The old shop classes in Colorado schools that included drill bits, lumber and T-squares have morphed into a place where robotics, virtual reality and wind power are being taught. More and more students are flocking to these courses during high school and after, lured by state-of-the-art technology, low tuition and secure future job prospects. 
After a drop from 2009 to 2012, enrollment in career and technical education courses has surged, with more than 125,000 high schoolers and 20,000 middle schoolers enrolling in 2015. In all, a record 181,000 Colorado students were enrolled in CTE courses, a national curriculum with seeds in vocational education courses. . . .  These days, CTE courses span agriculture, skilled trades, business marketing, criminal justice, culinary arts, fashion design and Science, Technology, Energy and Math, or STEM. 

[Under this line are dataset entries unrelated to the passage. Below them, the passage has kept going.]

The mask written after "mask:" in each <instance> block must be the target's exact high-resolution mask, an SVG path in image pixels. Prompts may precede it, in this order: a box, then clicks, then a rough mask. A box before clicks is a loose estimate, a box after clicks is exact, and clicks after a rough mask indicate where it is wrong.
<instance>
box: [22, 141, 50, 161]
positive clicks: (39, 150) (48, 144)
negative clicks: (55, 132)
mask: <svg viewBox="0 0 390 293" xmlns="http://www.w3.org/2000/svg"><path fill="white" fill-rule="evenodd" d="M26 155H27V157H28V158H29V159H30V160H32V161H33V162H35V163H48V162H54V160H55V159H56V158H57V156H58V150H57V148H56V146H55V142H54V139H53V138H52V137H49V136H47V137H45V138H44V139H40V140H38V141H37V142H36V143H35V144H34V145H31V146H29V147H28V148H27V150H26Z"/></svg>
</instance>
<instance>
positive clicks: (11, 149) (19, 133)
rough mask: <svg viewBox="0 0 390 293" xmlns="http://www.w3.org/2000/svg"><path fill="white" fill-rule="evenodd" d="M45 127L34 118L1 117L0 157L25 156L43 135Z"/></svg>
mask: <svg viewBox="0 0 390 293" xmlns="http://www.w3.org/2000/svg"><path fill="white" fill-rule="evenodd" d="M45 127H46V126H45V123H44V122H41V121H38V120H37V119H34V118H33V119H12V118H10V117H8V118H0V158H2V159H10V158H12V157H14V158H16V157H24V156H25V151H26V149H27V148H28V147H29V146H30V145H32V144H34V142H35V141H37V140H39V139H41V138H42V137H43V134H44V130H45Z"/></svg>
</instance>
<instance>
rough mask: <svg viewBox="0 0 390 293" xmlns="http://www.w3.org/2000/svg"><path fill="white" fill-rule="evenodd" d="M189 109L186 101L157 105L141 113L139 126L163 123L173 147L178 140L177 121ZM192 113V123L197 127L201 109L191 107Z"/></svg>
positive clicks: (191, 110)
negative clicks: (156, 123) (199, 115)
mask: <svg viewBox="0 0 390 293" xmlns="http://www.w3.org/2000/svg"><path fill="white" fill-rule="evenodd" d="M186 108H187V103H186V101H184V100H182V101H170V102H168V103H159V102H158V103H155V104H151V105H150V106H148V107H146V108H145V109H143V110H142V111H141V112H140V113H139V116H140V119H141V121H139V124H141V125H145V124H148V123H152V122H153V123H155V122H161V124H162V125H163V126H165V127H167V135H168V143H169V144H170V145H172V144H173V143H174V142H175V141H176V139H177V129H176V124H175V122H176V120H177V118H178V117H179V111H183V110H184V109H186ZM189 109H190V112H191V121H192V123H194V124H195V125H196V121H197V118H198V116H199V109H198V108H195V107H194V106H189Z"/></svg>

“This is not your granddad’s vocational education,” said Sarah Heath, state director/assistant provost for CTE in the Colorado Community College System. A lot of these students enter into a marketplace desperate for workers. As many as 16,000 advanced manufacturing jobs go unfilled each year and most require highly skilled workers, experts say. To that end, 84 percent of high schoolers who finish CTE courses had jobs within a year, while 94 percent of all CTE finishers obtained a job, Heath said. Starting salaries depend on the job, but high school graduates with a mechanical maintenance degree can start at $29,000 annually and go up to $83,000, CTE officials say. . . .  Many CTE courses are concurrent, meaning high school students can earn college credits. Enrollment in these classes is at an all-time high after a roller coaster ride in the years after the Great Recession. 
By last year, 38 percent of all enrolled students in Colorado secondary schools, or 125,182, took at least one CTE course, an all-time high, according to officials. Those numbers were up from 120,702 in 2013-14 and continue an upward trend in CTE enrollment after dipping to 112,427 in 2011-12. Post-secondary enrollment was also up in 2014-15, with 34,829 students. Only 2012-13 boasted a higher enrollment, 34,893.

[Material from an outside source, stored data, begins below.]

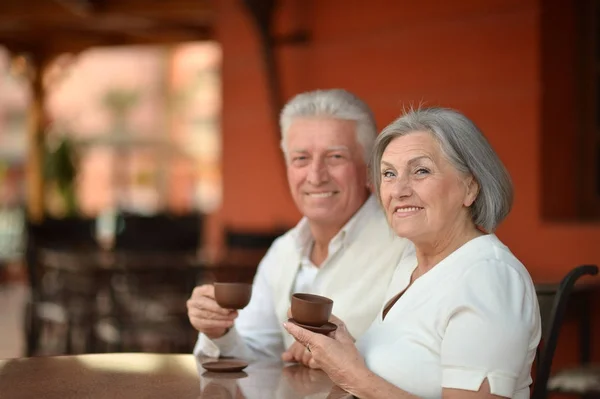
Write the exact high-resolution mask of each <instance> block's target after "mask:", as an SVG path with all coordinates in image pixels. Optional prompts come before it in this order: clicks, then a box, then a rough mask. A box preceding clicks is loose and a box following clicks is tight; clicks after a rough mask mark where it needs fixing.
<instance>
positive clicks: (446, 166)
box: [379, 131, 479, 244]
mask: <svg viewBox="0 0 600 399" xmlns="http://www.w3.org/2000/svg"><path fill="white" fill-rule="evenodd" d="M380 167H381V170H380V172H381V186H380V188H379V195H380V197H381V203H382V204H383V206H384V208H385V212H386V215H387V218H388V221H389V223H390V225H391V226H392V228H393V229H394V231H395V232H396V234H397V235H398V236H400V237H406V238H408V239H409V240H411V241H413V242H414V243H415V244H418V243H419V242H423V243H428V244H435V242H437V241H441V240H444V239H445V238H447V237H451V236H452V235H453V234H455V233H457V232H459V231H460V229H463V228H465V227H467V226H468V227H472V226H473V224H472V221H471V216H470V212H469V210H468V209H467V208H468V207H469V206H471V204H472V203H473V202H474V201H475V199H476V197H477V192H478V188H479V187H478V185H477V183H476V182H475V180H474V179H473V177H472V176H470V175H468V176H465V175H464V174H463V173H460V172H459V171H458V170H456V169H455V168H454V166H453V165H452V164H451V163H450V161H448V159H447V158H446V156H445V155H444V154H443V152H442V150H441V147H440V145H439V143H438V141H437V140H436V139H435V138H434V137H433V136H432V135H431V134H430V133H428V132H421V131H417V132H412V133H410V134H408V135H405V136H402V137H398V138H396V139H394V140H392V141H391V142H390V143H389V144H388V146H387V147H386V149H385V151H384V152H383V156H382V158H381V164H380Z"/></svg>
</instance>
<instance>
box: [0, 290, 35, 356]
mask: <svg viewBox="0 0 600 399" xmlns="http://www.w3.org/2000/svg"><path fill="white" fill-rule="evenodd" d="M27 295H28V289H27V287H26V286H25V285H23V284H19V283H7V284H1V285H0V359H5V358H10V357H20V356H23V354H24V351H25V339H24V332H23V316H24V307H25V300H26V298H27Z"/></svg>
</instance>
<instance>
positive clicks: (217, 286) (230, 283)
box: [214, 283, 252, 309]
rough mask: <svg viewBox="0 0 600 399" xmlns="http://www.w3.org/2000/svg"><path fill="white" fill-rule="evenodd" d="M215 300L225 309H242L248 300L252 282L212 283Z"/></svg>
mask: <svg viewBox="0 0 600 399" xmlns="http://www.w3.org/2000/svg"><path fill="white" fill-rule="evenodd" d="M214 286H215V300H216V301H217V303H218V304H219V306H220V307H222V308H225V309H243V308H245V307H246V305H248V302H250V297H251V296H252V284H246V283H214Z"/></svg>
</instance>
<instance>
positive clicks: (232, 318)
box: [186, 284, 238, 339]
mask: <svg viewBox="0 0 600 399" xmlns="http://www.w3.org/2000/svg"><path fill="white" fill-rule="evenodd" d="M186 304H187V309H188V317H189V319H190V323H191V324H192V326H194V328H195V329H196V330H198V331H199V332H201V333H204V334H205V335H206V336H207V337H208V338H210V339H215V338H220V337H222V336H223V335H225V333H227V331H228V330H229V328H231V327H232V326H233V321H234V320H235V319H236V317H237V316H238V313H237V311H236V310H231V309H223V308H222V307H220V306H219V305H218V304H217V302H216V301H215V287H214V286H213V285H210V284H207V285H201V286H199V287H196V288H194V291H193V292H192V296H191V297H190V299H188V301H187V303H186Z"/></svg>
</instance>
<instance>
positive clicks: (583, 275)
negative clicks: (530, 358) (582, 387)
mask: <svg viewBox="0 0 600 399" xmlns="http://www.w3.org/2000/svg"><path fill="white" fill-rule="evenodd" d="M597 274H598V267H597V266H595V265H582V266H578V267H576V268H574V269H573V270H571V271H570V272H569V273H568V274H567V275H566V276H565V277H564V278H563V279H562V281H561V282H560V284H559V286H558V289H557V290H556V293H555V294H553V295H549V293H548V292H540V291H538V301H539V303H540V313H541V317H542V342H541V343H540V347H539V348H538V356H537V363H536V373H535V384H534V388H533V391H532V395H531V398H532V399H545V398H546V397H547V396H548V392H549V387H552V391H560V392H564V393H574V394H578V395H580V394H585V393H583V392H572V391H571V390H570V389H561V387H560V386H556V384H555V383H552V384H549V380H550V371H551V368H552V361H553V359H554V354H555V352H556V346H557V344H558V336H559V333H560V328H561V326H562V323H563V320H564V317H565V313H566V310H567V304H568V301H569V297H570V296H571V294H572V292H573V289H574V286H575V283H576V282H577V280H578V279H579V278H580V277H582V276H585V275H590V276H594V275H597ZM584 317H586V316H584ZM588 368H589V367H587V366H586V365H584V366H583V367H582V368H581V370H582V371H584V370H587V369H588ZM561 373H566V374H563V379H565V377H564V376H569V375H571V376H573V375H577V371H576V370H570V371H567V370H565V371H564V372H561ZM561 373H559V374H561ZM556 377H558V374H557V376H555V377H553V379H552V380H553V381H556V380H555V378H556ZM567 379H568V378H567ZM563 385H565V386H570V385H569V384H568V382H567V383H566V384H563ZM563 388H564V387H563ZM589 393H590V394H591V393H592V392H589ZM598 393H600V391H599V392H598Z"/></svg>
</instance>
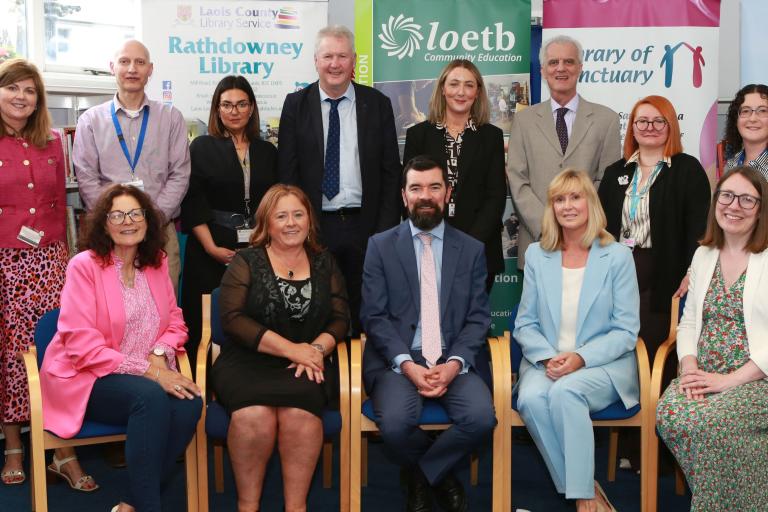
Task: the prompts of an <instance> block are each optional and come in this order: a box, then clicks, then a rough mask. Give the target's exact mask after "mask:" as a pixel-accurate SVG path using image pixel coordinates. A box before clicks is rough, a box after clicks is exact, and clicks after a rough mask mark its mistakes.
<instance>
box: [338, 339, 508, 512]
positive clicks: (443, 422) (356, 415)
mask: <svg viewBox="0 0 768 512" xmlns="http://www.w3.org/2000/svg"><path fill="white" fill-rule="evenodd" d="M488 348H489V353H490V361H488V360H486V359H485V358H484V357H478V361H477V364H478V368H477V371H478V373H479V374H480V375H481V377H483V379H484V380H485V381H486V383H487V384H489V387H491V392H492V395H493V406H494V409H495V410H496V416H497V418H499V424H498V425H497V426H496V428H495V429H494V431H493V482H494V485H493V486H492V489H493V491H492V492H493V496H492V503H493V505H492V506H493V512H502V511H503V510H509V509H508V508H507V509H504V508H503V507H502V504H503V502H502V490H501V487H502V486H501V485H499V482H500V479H501V478H502V477H503V476H504V474H503V463H502V460H501V457H500V454H501V451H500V449H501V446H502V434H503V432H504V431H505V429H504V427H503V422H502V419H501V416H500V414H499V411H501V410H502V408H503V398H504V397H503V393H502V388H501V379H499V375H501V372H502V371H503V370H502V366H501V359H500V357H499V356H500V353H499V351H498V342H497V340H496V338H489V339H488ZM364 349H365V335H363V336H361V338H360V339H353V340H352V344H351V346H350V353H351V362H350V367H351V374H350V375H351V386H352V391H351V395H350V416H351V428H350V438H351V443H352V445H351V454H352V457H351V480H350V500H349V501H350V507H351V511H352V512H360V506H361V487H362V486H365V485H366V484H367V480H368V468H367V466H368V464H367V451H368V449H367V448H368V443H367V440H366V437H365V434H366V433H367V432H378V427H377V426H376V423H375V422H374V420H373V417H374V416H373V407H372V404H371V403H370V400H368V397H367V395H366V393H365V389H364V388H363V384H362V375H363V371H362V358H363V350H364ZM489 370H490V371H489ZM419 423H420V427H421V428H422V429H423V430H445V429H447V428H449V427H450V426H451V424H450V420H449V419H448V416H447V414H446V412H445V410H444V409H443V408H442V406H440V404H439V403H438V402H435V401H432V400H426V401H425V402H424V407H423V409H422V413H421V419H420V422H419ZM477 466H478V463H477V457H476V456H474V455H473V456H472V462H471V469H470V474H471V477H470V479H471V482H472V485H477Z"/></svg>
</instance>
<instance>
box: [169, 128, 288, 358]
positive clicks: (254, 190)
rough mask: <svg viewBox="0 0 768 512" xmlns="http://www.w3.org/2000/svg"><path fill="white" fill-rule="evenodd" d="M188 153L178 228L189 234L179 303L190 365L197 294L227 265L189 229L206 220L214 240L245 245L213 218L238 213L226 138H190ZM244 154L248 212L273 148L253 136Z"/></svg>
mask: <svg viewBox="0 0 768 512" xmlns="http://www.w3.org/2000/svg"><path fill="white" fill-rule="evenodd" d="M189 152H190V157H191V160H192V175H191V177H190V180H189V190H188V191H187V195H186V197H185V198H184V201H183V202H182V203H181V224H182V230H183V231H184V232H185V233H188V234H189V237H188V238H187V245H186V250H185V253H184V269H183V273H182V274H183V278H182V285H181V308H182V309H183V311H184V321H185V322H186V324H187V327H188V328H189V341H188V342H187V345H186V348H187V352H189V356H190V358H191V360H190V362H191V364H192V367H193V368H194V367H195V359H194V357H195V356H196V354H197V346H198V345H199V344H200V335H201V328H202V327H201V317H202V307H201V303H200V299H201V296H202V295H203V294H204V293H211V291H212V290H213V289H214V288H216V287H218V286H219V283H220V282H221V276H222V275H224V271H225V270H226V268H227V267H226V266H225V265H222V264H221V263H219V262H218V261H216V260H214V259H213V258H212V257H210V256H209V255H208V253H206V252H205V250H204V249H203V246H202V245H201V244H200V242H199V241H198V239H197V237H196V236H195V235H194V234H193V233H192V228H194V227H195V226H199V225H200V224H207V225H208V229H209V230H210V231H211V237H212V238H213V241H214V243H215V244H216V245H218V246H220V247H226V248H228V249H233V250H234V249H236V248H238V247H245V244H243V245H238V243H237V232H236V231H235V230H234V229H231V228H229V227H226V226H223V225H221V224H218V223H217V222H216V221H215V218H214V217H215V211H227V212H233V213H239V214H242V215H244V214H245V201H244V198H245V188H244V182H243V168H242V166H241V164H240V162H239V161H238V157H237V151H236V150H235V145H234V144H233V143H232V140H231V139H229V138H218V137H212V136H210V135H203V136H200V137H198V138H196V139H195V140H193V141H192V144H191V145H190V148H189ZM249 155H250V169H251V186H250V192H251V194H250V196H251V197H250V210H251V214H253V212H255V211H256V207H257V206H258V205H259V202H260V201H261V198H262V197H263V196H264V193H265V192H266V191H267V190H268V189H269V187H271V186H272V185H274V184H275V183H277V150H276V149H275V147H274V146H273V145H272V144H270V143H269V142H266V141H263V140H255V141H252V142H251V145H250V147H249Z"/></svg>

The most popular certificate programs for high school students are for nurses aides, welding, automotive technology and cosmetology, Heath said. 
For pure value, it’s hard to beat many career- and technical-oriented courses, proponents of technical education say. Students at Aims Community College, for instance, haven’t faced a tuition hike in six years. Those who live in the taxing district around the Greeley-based school pay $2,021 a year for 30 credit hours, Aims spokeswoman Laura Coale said. Weld County, meanwhile, provides residents with up to $3,000 a year for four years to use toward education, Coale said. By contrast, tuition for two semesters at the University of Colorado at Boulder for in-state residents pursuing an undergraduate degree in business is $31,745; for engineering, it’s $30,065.
From here.

As an aside, the usual "E" in STEM is "engineering" and not "energy".